Yale’s biggest season success comes off ice in White Out for Mandi
On the ice, the Yale Bulldogs are having a season that they’d just as soon forget. After dropping a pair of home contests to Princeton and Quinnipiac, Yale’s mark for the year dipped to 1-14. Over the weekend however, the Bulldogs also paid homage to one of their own that they’ll likely never forget.
On Friday, Yale held its second annual White Out for Mandi. The event raised at least $18,000 to benefit the Mandi Schwartz Foundation through an auction and other sales and contributions. The charitable organization, named in honor of the former Yale player whose valiant fight against acute myeloid leukemia ended eight months ago, provides support to youth hockey players with cancer.
Yale is also planning a drive to enlist more marrow donors, tentatively in April.
So near, but yet so far
Lindenwood nearly secured its first point against a D-I opponent on Saturday. The Lions were only 78 seconds away from an overtime tie at Syracuse when Nicole Ferrara scored to give the Orange a 2-1 victory. The Lions struck first; when Caitlyn Post connected on the power play at 1:47 of the third period, it was the first time all season they held the lead in a D-I game.

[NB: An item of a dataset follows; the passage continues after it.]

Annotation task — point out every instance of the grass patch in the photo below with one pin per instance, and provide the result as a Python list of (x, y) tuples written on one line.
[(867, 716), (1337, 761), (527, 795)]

With only three meetings remaining against full-time D-I competition, all ranked opponents, with Mercyhurst twice plus North Dakota, it is unlikely that losing streak will end this year. At least Lindenwood served notice of its intent to battle in the CHA next season by extending its future conference rival beyond 60 minutes.

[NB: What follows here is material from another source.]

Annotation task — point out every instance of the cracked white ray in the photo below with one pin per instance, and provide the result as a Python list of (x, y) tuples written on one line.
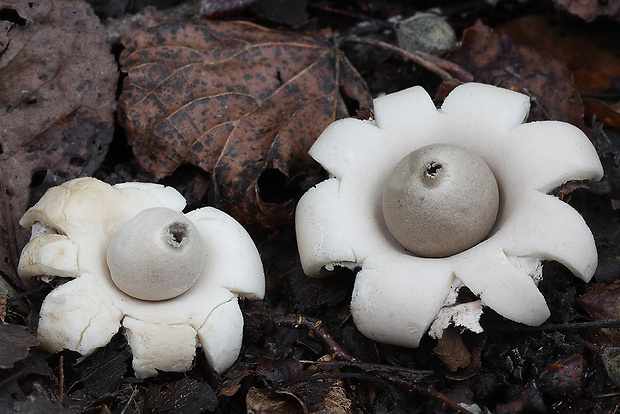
[(49, 254), (548, 227), (392, 300), (231, 258), (78, 316), (221, 335), (152, 344), (488, 273)]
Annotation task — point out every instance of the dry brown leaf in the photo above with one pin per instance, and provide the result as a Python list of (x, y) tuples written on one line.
[(602, 302), (57, 103), (608, 115), (590, 10), (495, 58), (237, 100), (589, 51)]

The Lakers sail right along
After No. 6 Mercyhurst graduated six seniors that had collectively accrued 915 points while at Erie, questions abounded as to the caliber of skaters that coach Mike Sisti would be able to put on the ice. The Lakers dropped two of their first three games, hinting at negative answers to those questions, before Sisti’s charges tabled any talk of impending doom by rattling off a nine-game winning streak. However, the game that ended the streak on Friday, a 5-4 defeat at the hands of No. 3 Cornell, was the first indication that this year’s edition of Mercyhurst hockey may actually exceed last year’s star-studded cast. The Lakers enjoyed 2-0 and 3-1 leads before the Big Red rallied and won on Laura Fortino’s goal with two and a half minutes to play.
Saturday saw MC start a new winning streak, spotting Cornell the first goal, exploding for the next four, and claiming a 5-2 victory. The Lakers look to be rolling as they head to Boston College for a series with huge NCAA tournament implications.
Weekend results
In another series matching top-10 opponents, No. 2 Minnesota put away No. 5 North Dakota early on Friday and won, 7-2; UND took the rematch, breaking a scoreless duel early in the final period and adding a pair of last-minute goals for a 3-0 shutout. Seventh-ranked, but wounded, Boston University fell twice on the road at Northeastern and Providence before salvaging the back half of a home-and-home with the Friars. Meanwhile, two of the more enigmatic teams in Hockey East met in Orono, where No. 4 Boston College needed overtime to vanquish Maine on Saturday and had to wait for 58:32 on Sunday before Blake Bolden netted the game’s only goal.
Offense discovered
In the most recent game predictions on this blog, I hypothesized that Clarkson’s offense was buried in the deep freeze. That was intended as a little fun at the expense of the Golden Knights, who had scored as many as three goals but once in their last 10 games. They demonstrated over the weekend that the joke is actually on me, striking for 16 goals in two victories, matching their output from those previous 10 matches. It could have been worse; I could have predicted that Clarkson would lose.